Казнили Пугачёва на Болотной площади, и в почётный караул выставили нас, офицеров Добровольческой армии. Мы выстроились в два ряда перед большой плахой, одетые в белоснежные, с иголочки, мундиры, которым судьба была упокоиться после этого в самых дальних сундуках. Ведь после окончания войны с Пугачёвым Добровольческую армию расформировали, а нас вернули в полки.
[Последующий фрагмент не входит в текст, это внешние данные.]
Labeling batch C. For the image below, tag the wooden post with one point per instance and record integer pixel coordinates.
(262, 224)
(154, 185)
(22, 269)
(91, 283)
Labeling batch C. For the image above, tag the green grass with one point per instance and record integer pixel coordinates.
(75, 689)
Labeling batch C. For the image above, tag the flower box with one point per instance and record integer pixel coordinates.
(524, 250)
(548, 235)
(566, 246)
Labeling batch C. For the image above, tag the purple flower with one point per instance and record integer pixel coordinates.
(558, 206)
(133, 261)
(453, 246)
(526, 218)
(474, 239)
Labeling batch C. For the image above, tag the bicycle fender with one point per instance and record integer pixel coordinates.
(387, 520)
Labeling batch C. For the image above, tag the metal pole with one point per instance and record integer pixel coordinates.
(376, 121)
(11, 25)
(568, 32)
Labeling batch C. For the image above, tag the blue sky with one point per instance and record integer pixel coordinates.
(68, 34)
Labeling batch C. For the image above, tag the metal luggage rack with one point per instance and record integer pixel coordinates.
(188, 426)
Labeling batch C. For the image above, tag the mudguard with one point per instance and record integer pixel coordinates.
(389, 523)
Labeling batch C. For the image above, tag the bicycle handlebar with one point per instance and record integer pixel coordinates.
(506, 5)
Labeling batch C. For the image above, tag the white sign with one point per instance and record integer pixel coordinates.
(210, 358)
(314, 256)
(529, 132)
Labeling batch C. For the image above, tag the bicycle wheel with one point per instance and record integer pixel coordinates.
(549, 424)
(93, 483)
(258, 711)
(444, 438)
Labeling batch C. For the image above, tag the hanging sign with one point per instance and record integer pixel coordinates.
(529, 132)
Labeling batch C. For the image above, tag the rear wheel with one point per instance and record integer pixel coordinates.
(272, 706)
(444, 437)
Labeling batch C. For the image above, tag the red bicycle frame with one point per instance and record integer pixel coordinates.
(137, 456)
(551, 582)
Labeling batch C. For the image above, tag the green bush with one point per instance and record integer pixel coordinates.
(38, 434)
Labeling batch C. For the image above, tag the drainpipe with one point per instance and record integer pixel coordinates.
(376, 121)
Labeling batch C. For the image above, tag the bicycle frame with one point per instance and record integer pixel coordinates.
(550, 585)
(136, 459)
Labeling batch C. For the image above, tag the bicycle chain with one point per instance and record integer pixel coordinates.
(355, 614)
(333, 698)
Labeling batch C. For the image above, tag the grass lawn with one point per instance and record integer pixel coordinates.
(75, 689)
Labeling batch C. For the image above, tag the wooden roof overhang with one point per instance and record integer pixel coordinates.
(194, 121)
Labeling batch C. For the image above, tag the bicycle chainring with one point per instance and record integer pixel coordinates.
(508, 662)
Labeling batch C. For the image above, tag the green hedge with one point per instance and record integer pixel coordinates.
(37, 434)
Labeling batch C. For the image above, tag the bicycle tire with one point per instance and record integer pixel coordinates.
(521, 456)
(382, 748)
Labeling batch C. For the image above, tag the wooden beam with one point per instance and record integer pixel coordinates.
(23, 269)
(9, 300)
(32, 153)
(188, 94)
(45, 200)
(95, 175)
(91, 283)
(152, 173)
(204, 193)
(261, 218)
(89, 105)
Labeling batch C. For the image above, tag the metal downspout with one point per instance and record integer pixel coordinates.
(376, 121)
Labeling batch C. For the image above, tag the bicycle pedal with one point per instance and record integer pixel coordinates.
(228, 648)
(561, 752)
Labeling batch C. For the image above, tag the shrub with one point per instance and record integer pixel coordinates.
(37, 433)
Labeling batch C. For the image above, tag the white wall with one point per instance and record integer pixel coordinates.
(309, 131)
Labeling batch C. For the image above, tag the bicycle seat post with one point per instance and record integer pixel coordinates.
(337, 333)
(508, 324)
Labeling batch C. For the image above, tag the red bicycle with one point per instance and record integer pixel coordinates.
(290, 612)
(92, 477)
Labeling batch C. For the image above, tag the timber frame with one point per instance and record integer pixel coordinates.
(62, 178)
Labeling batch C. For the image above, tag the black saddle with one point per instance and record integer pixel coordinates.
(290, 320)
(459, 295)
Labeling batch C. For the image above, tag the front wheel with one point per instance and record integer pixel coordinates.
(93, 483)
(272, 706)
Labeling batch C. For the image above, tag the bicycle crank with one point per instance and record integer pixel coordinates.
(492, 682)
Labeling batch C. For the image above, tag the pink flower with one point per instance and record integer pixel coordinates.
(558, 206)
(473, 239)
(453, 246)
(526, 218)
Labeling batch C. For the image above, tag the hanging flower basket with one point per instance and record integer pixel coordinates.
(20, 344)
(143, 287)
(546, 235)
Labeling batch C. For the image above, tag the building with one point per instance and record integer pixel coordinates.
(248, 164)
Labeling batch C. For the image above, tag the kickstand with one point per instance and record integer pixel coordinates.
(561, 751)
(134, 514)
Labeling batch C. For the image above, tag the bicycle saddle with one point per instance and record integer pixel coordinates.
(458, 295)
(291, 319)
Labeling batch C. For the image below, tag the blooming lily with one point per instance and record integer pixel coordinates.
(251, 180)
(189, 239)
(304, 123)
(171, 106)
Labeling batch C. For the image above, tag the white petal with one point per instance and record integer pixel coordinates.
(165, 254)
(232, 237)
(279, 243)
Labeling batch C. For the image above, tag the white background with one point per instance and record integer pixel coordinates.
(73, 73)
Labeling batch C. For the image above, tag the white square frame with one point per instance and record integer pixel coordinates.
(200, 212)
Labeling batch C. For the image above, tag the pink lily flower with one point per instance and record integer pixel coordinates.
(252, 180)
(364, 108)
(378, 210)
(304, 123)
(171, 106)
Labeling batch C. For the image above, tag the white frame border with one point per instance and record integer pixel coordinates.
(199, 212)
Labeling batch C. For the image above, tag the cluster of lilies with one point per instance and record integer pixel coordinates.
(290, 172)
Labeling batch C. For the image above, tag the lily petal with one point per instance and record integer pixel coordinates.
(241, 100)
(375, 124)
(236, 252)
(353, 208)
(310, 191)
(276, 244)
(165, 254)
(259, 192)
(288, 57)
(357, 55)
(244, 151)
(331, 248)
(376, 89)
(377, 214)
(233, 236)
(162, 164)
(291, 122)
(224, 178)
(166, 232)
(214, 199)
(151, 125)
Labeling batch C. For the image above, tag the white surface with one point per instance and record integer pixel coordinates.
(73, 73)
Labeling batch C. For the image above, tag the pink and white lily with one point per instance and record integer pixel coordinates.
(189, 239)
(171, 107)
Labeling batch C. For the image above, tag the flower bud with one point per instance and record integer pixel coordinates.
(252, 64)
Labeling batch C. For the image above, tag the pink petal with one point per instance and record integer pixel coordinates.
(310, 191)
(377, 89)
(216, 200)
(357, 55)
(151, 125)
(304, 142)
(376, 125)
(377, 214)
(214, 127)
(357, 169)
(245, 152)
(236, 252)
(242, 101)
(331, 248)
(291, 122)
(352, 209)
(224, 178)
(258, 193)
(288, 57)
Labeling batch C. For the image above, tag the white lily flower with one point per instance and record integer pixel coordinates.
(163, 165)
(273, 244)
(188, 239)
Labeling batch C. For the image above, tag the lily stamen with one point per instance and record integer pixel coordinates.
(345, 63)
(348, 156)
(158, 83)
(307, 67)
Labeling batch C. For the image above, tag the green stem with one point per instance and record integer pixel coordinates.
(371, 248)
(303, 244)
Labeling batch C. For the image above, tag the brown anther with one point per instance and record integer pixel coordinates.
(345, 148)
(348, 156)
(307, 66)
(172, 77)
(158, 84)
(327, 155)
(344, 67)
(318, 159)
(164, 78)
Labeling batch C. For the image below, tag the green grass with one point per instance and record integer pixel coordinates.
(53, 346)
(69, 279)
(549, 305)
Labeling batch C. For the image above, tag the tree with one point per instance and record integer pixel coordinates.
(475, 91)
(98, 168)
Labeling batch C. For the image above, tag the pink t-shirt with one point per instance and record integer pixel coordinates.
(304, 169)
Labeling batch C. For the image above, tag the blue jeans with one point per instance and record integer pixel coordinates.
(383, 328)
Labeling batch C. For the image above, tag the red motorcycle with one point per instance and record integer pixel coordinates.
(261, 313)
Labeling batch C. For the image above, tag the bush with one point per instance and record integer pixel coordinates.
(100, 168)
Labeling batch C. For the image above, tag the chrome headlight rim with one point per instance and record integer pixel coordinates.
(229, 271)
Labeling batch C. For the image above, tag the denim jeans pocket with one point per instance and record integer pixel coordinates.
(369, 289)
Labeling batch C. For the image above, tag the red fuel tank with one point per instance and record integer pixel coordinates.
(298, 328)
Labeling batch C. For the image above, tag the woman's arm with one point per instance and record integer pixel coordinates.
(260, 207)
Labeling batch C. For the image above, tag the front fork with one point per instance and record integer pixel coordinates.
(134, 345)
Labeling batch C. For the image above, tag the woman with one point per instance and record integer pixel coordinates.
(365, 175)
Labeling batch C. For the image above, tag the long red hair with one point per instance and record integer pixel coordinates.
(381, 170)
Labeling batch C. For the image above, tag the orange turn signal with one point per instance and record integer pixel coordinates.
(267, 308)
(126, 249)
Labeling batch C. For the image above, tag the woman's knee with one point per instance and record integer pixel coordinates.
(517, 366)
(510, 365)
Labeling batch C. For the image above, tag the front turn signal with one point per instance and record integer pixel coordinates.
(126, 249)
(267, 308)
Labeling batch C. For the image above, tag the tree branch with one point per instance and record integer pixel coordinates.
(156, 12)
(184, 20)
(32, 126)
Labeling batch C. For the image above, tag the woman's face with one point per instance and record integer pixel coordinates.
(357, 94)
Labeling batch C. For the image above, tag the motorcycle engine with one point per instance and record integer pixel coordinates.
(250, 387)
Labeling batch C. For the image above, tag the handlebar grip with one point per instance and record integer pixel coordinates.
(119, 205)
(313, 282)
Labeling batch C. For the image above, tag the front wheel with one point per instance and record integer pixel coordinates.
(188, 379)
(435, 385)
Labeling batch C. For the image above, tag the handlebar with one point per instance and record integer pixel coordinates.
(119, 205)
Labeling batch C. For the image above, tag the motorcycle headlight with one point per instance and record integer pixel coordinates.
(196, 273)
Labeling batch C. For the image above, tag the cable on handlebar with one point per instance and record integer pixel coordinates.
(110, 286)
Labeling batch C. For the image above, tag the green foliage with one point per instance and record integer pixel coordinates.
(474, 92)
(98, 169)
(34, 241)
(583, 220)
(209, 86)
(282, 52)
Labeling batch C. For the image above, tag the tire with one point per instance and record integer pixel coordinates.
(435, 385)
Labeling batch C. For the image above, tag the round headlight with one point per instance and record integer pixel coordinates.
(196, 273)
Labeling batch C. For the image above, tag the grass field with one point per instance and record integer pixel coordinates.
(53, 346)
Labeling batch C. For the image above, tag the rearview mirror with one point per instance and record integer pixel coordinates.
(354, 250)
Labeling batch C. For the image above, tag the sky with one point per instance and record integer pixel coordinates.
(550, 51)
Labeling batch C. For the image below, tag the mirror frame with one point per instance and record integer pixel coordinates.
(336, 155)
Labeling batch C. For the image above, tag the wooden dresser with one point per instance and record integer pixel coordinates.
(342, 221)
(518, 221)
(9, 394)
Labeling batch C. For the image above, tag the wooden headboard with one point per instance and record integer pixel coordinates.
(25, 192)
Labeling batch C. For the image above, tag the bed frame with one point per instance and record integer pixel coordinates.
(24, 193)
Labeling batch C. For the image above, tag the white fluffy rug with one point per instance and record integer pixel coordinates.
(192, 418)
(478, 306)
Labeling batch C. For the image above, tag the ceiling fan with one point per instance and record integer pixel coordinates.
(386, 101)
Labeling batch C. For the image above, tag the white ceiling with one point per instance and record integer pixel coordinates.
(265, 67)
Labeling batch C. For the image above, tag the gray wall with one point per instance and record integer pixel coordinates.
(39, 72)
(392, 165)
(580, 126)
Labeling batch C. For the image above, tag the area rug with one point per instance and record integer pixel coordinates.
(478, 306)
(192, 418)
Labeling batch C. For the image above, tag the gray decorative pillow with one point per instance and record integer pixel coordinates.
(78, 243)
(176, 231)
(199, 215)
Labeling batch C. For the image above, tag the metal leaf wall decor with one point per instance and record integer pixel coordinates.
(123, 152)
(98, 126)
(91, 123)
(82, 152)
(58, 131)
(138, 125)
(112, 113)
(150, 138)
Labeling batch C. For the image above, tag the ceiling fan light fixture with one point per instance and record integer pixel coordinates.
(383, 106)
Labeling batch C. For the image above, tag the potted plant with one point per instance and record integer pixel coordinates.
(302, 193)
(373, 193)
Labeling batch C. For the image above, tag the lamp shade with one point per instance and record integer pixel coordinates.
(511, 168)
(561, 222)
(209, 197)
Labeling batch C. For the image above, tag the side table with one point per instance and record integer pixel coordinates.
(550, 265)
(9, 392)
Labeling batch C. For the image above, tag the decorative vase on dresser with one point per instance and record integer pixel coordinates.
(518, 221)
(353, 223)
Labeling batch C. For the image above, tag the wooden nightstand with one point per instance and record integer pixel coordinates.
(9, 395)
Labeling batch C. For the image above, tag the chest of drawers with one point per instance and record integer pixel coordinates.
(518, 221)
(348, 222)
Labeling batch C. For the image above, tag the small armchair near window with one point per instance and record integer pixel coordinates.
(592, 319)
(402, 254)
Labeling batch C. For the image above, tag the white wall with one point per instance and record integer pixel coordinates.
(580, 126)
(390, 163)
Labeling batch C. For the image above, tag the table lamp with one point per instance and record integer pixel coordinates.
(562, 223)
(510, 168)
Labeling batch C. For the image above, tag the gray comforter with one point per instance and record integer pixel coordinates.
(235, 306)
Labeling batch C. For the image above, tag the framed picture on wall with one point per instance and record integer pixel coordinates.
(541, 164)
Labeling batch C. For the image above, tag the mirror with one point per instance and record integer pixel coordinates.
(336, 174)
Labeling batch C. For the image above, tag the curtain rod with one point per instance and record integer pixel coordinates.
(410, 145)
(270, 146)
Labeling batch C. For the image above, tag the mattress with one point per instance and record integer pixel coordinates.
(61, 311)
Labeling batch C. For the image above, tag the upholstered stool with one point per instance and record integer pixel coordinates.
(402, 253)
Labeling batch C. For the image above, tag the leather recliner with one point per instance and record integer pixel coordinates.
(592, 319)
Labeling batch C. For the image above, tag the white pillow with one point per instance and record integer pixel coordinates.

Суд над самозванцем был скорым, ведь его было негласно, хотя знали об этом почти все, приказано завершить до начала весны. Я был в карауле и на суде. Стоящий на коленях Пугачёв произвёл на меня впечатление. Я ведь не видел его ни разу, и представлялся он мне толи неким дьяволом с рогами, хвостом и копытами, толи очень похожим на Петра III, ведь как-то признали в нём умершего царя. А тут стоял на коленях бородатый человек, стриженный «под горшок», в грязном мундире с сорванными знаками различия. И он безропотно отвечал на все вопросы и обвинения, не спорил с судом, полностью принимая свою участь. Однако видно было, что он не сломлен, просто смирился и был готов принять любую назначенную ему судьбу. Состав суда был весьма представителен четырнадцать сенаторов, одиннадцать персон первых трех классов, четыре члена Святейшего синода и шесть президентов коллегий. Они не то чтобы даже допрашивали Пугачёва, скорее просто предъявляли обвинения, и самозванец с ними полностью соглашался. Так что уже на втором заседании был оглашён приговор. «Емельку Пугачева четвертовать, голову воткнуть на кол, части тела разнести по четырём частям города и положить на колеса, а после на тех местах сжечь». Он равнодушно выслушал это решение и вышел под конвоем мрачных солдат заново сформированного московского гарнизона из Тронного зала Кремлёвского дворца, где проходило заседание.